Andy Falconer is an English-born engineer, producer and artist mainly associated with electronic and ambient music. As well as his own musical project afp. He is also along with Alex Paterson a member of the band Sedibus, and former member of the bands The Orb and Apollo XI.

== Background ==
Andy was born in 1965 in Oxford, England, and is the youngest of three children. His father James Falconer ran his own pharmacy while his mother Rita Falconer kept house. Andy attended the City of Oxford High School for Boys, and it was there that his interest in music and the arts first started to bloom.

== Career ==
After leaving school at 18, Andy first went to work for the sound and light hire company 722027 in Oxford. However this was short lived, and he soon departed for London and secured his first recording studio job at Falconer Studios (no relation) in Camden. Quickly graduating from Assistant to Engineer and then Producer.

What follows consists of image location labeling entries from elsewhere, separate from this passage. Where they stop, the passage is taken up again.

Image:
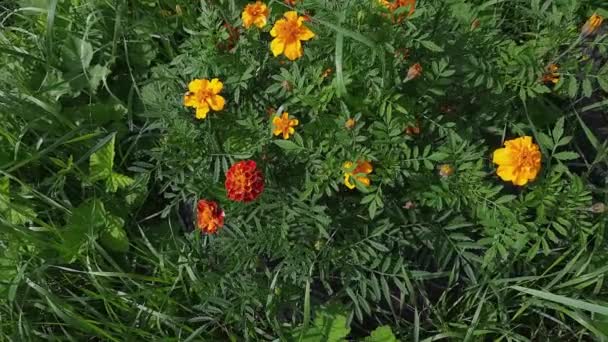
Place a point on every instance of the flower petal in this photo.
(201, 112)
(291, 15)
(293, 50)
(277, 46)
(196, 85)
(305, 33)
(216, 86)
(216, 102)
(347, 181)
(502, 156)
(506, 172)
(190, 100)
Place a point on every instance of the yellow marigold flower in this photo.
(284, 125)
(552, 75)
(350, 123)
(204, 95)
(519, 161)
(592, 25)
(289, 33)
(446, 170)
(360, 172)
(255, 14)
(414, 72)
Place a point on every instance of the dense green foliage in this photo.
(101, 164)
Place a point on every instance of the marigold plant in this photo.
(288, 33)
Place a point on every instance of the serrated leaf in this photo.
(429, 45)
(558, 130)
(328, 326)
(438, 156)
(287, 145)
(587, 88)
(118, 181)
(84, 225)
(381, 334)
(102, 161)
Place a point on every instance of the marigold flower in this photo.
(551, 76)
(204, 95)
(393, 5)
(414, 72)
(413, 129)
(209, 216)
(350, 123)
(592, 25)
(446, 170)
(289, 33)
(360, 172)
(475, 24)
(255, 14)
(284, 125)
(519, 161)
(244, 182)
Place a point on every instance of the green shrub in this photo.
(383, 215)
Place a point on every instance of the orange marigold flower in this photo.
(414, 72)
(284, 125)
(360, 172)
(350, 123)
(413, 129)
(289, 33)
(446, 170)
(519, 161)
(393, 5)
(204, 95)
(592, 25)
(475, 24)
(255, 14)
(244, 182)
(209, 216)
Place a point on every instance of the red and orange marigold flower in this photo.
(288, 33)
(209, 216)
(414, 72)
(204, 95)
(244, 182)
(255, 14)
(284, 125)
(358, 172)
(519, 161)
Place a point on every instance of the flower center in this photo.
(290, 31)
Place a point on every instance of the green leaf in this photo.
(575, 303)
(84, 225)
(114, 237)
(587, 88)
(102, 161)
(566, 155)
(558, 130)
(431, 46)
(381, 334)
(572, 87)
(328, 326)
(287, 145)
(118, 181)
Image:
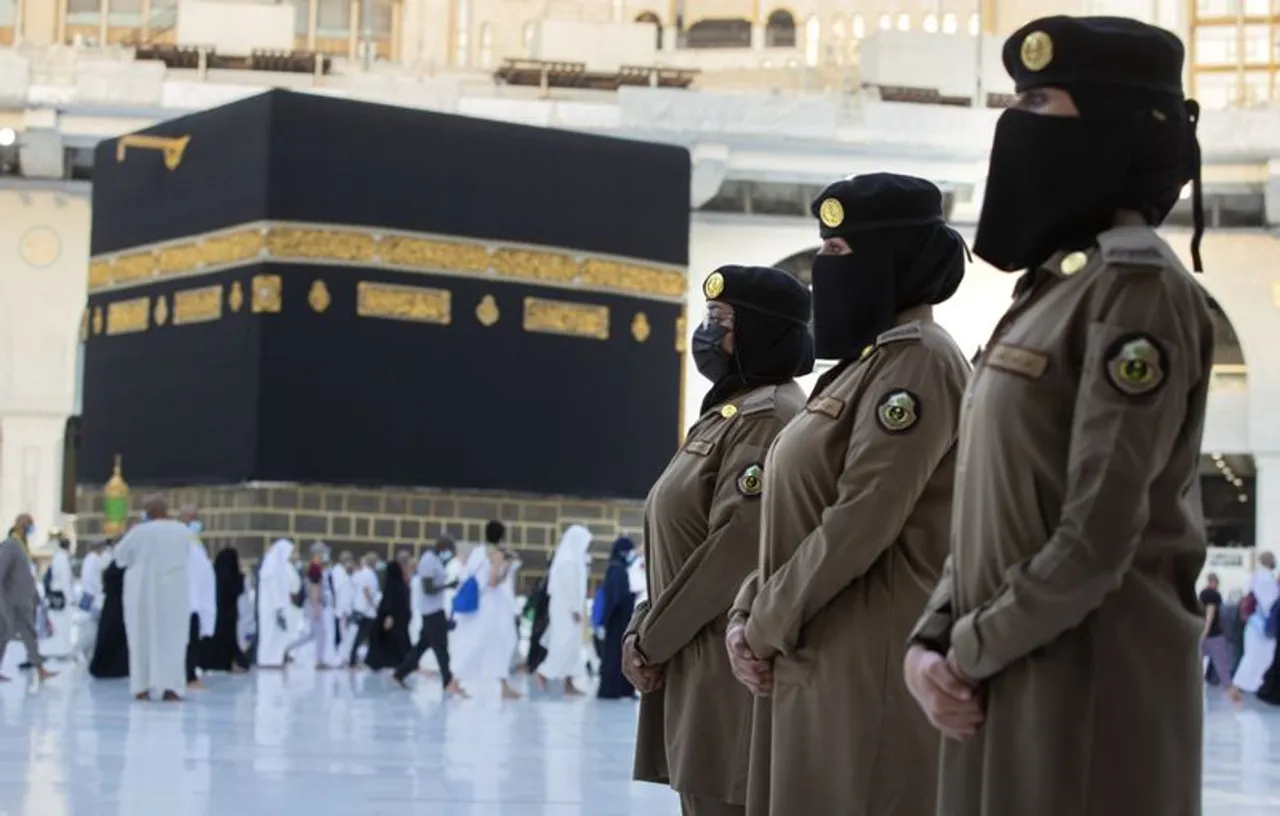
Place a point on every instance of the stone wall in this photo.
(248, 517)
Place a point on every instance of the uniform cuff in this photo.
(974, 661)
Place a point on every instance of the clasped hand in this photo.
(641, 675)
(750, 670)
(951, 702)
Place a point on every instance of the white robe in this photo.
(1260, 650)
(156, 559)
(60, 580)
(485, 638)
(275, 582)
(204, 587)
(566, 590)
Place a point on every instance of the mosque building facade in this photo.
(772, 102)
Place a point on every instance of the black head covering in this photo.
(771, 331)
(903, 255)
(228, 578)
(1133, 147)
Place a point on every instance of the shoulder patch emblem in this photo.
(1136, 365)
(897, 411)
(752, 481)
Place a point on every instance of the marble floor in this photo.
(333, 743)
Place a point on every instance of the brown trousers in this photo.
(702, 806)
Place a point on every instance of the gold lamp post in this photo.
(115, 502)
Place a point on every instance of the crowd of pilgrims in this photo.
(452, 614)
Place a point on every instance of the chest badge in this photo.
(1136, 365)
(752, 481)
(897, 411)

Andy has worked with an impressive array of artists as diverse as Eartha Kitt, Depeche Mode, The Art Of Noise, System 7, and many others.

It was in 1990 and while working as a freelance engineer at Berwick Street Studios, in Soho London, that Andy met Alex Paterson and joined The Orb for the recording of their debut album The Orb's Adventures Beyond The Ultraworlds.

Shortly after this Andy took a sabbatical from studio work, but. In 2016 returned with his own project afp, and in 2018 reconvened with Alex Paterson as the band Sedibus, for the release of the album The Heavens. This was followed by the release of the album SETI in 2024.